Chairman of the Federation of Indian Associations- NYNJCT, Ankur Vaidya said Kamala Harris’ rise to the Vice Presidency was “an inspiration to single mothers who keep it together and raise daughters, two daughters in this case, who value the importance of education.”
“It is a matter of pride for Indian-Americans as long as there is a clear distinction that she is just as proud to be Indian-American as she is to be Black-American,” Vaidya said.
The ‘X’ Factor
“It has been a very good day,” said Shekar Narasimhan of AAPI Victory Fund, regarding Harris’ swearing in and Inauguration Day.
Narasimhan who has been closely involved with mobilizing the Asian American vote not just for the general election of November, but also in Georgia where two Democratic Senators got elected, said Harris’ candidacy significantly impacted the mobilization of the Indian-American community during this election cycle.
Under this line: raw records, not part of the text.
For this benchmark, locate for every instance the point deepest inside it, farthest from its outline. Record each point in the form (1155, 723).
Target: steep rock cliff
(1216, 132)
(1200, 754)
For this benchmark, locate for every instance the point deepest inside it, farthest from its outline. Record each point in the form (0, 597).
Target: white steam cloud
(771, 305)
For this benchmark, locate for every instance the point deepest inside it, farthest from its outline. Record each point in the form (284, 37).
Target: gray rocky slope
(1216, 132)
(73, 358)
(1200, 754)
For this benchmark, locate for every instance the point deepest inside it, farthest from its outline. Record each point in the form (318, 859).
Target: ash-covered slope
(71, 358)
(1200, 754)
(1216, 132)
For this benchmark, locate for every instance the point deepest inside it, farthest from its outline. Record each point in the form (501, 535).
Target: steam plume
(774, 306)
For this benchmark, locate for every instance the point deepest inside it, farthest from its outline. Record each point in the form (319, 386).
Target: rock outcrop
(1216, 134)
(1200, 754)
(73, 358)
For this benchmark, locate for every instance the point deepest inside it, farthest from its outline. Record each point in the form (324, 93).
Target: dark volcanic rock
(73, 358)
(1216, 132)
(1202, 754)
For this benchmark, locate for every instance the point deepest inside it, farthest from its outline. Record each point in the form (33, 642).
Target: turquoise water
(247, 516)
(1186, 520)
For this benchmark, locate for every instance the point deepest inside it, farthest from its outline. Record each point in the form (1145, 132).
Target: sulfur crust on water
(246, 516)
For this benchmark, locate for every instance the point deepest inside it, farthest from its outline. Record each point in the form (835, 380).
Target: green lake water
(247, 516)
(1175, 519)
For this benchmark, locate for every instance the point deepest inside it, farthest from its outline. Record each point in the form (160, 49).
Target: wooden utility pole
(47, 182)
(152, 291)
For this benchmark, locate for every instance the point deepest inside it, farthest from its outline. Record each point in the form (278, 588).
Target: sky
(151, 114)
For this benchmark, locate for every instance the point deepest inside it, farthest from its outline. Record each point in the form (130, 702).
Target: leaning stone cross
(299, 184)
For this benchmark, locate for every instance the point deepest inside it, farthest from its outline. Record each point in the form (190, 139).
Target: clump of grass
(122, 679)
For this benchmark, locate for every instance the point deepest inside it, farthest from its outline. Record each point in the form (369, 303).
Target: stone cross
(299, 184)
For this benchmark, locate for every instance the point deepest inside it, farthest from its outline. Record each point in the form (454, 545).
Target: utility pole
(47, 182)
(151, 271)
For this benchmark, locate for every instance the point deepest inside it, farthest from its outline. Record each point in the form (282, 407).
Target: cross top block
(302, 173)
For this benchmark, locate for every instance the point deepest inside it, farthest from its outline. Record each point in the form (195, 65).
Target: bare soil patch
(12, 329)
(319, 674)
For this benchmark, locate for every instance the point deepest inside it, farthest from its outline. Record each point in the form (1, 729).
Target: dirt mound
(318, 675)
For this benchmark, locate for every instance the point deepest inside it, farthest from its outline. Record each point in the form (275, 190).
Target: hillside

However, Trump policies already impacted Indians negatively such as immigration, H-1B, rising hate crimes against the community, the Public Charge Rule, etc., had already set many against the former President, Narasimhan said.
While factors such as organizational infrastructure, data analytics, and the 5,000 or so volunteers that were commandeered for the elections by groups such as ‘They See Blue’ a play on words, SAAV Texas, and Samosa in Michigan, Harris was the nail that hammered the gains together, according to Narasimhan.
It all came together in August when Joe Biden went so far as to re-record his speech for India’s Independence Day event organized by South Asians for Biden, where he introduced his Indian-American running mate.
“We put that speech on our platform and more than 15,000 people watched it!” Narasimhan said. “And then Kamala Harris gave her acceptance speech where she used the word ‘Chitti’ (Tamil for ‘aunty’) … That was the ‘X’ Factor,” he said.
“All the rest, the sophistication of our data analytics, the energy of our volunteers would have been enough, but when she came and said she could represent us – she was effective in further mobilizing the vote.”